Doch es gibt auch ein Davor: detailliert wird der Leser eingeführt in die Verhältnisse und Hintergründe der Familie Parson - für meinen Geschmack teilweise zu detaillert, verliert sich der Autor doch seitenweise in Einzelheiten.
Als Folge der Tat seiner Eltern wird Dell durch Zufall von seiner Schwester getrennt und kommt nach Kanada, wo er eine neue, noch größere Dimension von Einsamkeit erfährt und Zeuge einer Gewalttat, eines noch schlimmeren Verbrechens wird.

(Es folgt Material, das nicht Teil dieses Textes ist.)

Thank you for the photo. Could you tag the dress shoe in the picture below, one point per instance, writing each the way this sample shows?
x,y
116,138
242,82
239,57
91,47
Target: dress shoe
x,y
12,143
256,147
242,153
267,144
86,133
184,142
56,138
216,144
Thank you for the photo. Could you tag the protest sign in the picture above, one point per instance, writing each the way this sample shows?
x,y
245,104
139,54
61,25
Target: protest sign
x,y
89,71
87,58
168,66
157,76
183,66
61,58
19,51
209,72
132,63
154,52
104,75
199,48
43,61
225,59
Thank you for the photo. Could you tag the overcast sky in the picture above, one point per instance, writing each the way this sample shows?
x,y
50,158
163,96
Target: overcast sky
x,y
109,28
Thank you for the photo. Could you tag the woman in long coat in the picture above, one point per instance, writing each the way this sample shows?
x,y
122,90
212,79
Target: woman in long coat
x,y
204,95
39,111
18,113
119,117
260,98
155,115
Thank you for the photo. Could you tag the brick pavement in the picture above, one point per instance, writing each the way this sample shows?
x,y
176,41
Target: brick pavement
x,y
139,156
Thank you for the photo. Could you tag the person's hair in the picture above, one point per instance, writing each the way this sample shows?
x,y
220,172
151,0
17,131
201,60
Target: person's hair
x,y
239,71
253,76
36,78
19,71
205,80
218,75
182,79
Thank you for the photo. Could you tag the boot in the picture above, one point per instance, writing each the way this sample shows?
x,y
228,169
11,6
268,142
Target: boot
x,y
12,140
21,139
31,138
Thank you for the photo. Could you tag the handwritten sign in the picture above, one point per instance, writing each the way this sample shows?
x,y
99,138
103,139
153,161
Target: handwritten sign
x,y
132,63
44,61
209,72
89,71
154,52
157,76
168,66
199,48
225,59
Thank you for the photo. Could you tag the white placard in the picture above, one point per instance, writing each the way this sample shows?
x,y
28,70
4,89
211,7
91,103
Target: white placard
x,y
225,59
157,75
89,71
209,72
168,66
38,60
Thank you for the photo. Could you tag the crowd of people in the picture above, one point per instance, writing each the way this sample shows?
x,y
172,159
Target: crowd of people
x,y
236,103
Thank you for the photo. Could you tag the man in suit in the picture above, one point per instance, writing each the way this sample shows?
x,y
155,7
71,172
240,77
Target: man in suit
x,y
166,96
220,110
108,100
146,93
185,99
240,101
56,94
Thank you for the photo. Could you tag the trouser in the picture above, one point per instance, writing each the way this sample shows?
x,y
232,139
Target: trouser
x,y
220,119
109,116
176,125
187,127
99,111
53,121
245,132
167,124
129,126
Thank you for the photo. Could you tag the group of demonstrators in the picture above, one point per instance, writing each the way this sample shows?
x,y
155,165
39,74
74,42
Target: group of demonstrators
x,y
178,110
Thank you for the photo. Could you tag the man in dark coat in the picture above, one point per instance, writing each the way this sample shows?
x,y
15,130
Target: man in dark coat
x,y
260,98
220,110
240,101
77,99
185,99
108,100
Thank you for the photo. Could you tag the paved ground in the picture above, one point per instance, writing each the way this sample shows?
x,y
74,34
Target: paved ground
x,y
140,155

Auf mich wirkt diese Schilderung wie eine Art moderner Western - vergleichbar mit dem Film "12 Uhr mittags", in dem alles auf diesen Zeitpunkt hinausläuft, an dem die Handlung kulminiert und die entscheidende Wendung erfolgt. In diesem Buch ist es nicht ein, sondern mehrere Momente, die jedoch alle in eine bestimmt Phase von Dells Leben fallen - es ist also eine entscheidende Episode, die hier als westernartige Abrechnung geschildert wird - wenn man die Geduld hat, sich auf die bereits erwähnten Details einzulassen, kommt man hier in den Genuss einer großen literarischen Leistung, denn der Pulitzer-Preisträger Ford kann schreiben, und wie!
Nichts für Freunde actionreicher Erzählkunst, wohl aber für diejenigen, die die neue amerikanische Literatur, aber auch deren Tradition schätzen, denn in diese fügt sich Fords neuester Roman "Kanada" nahtlos ein.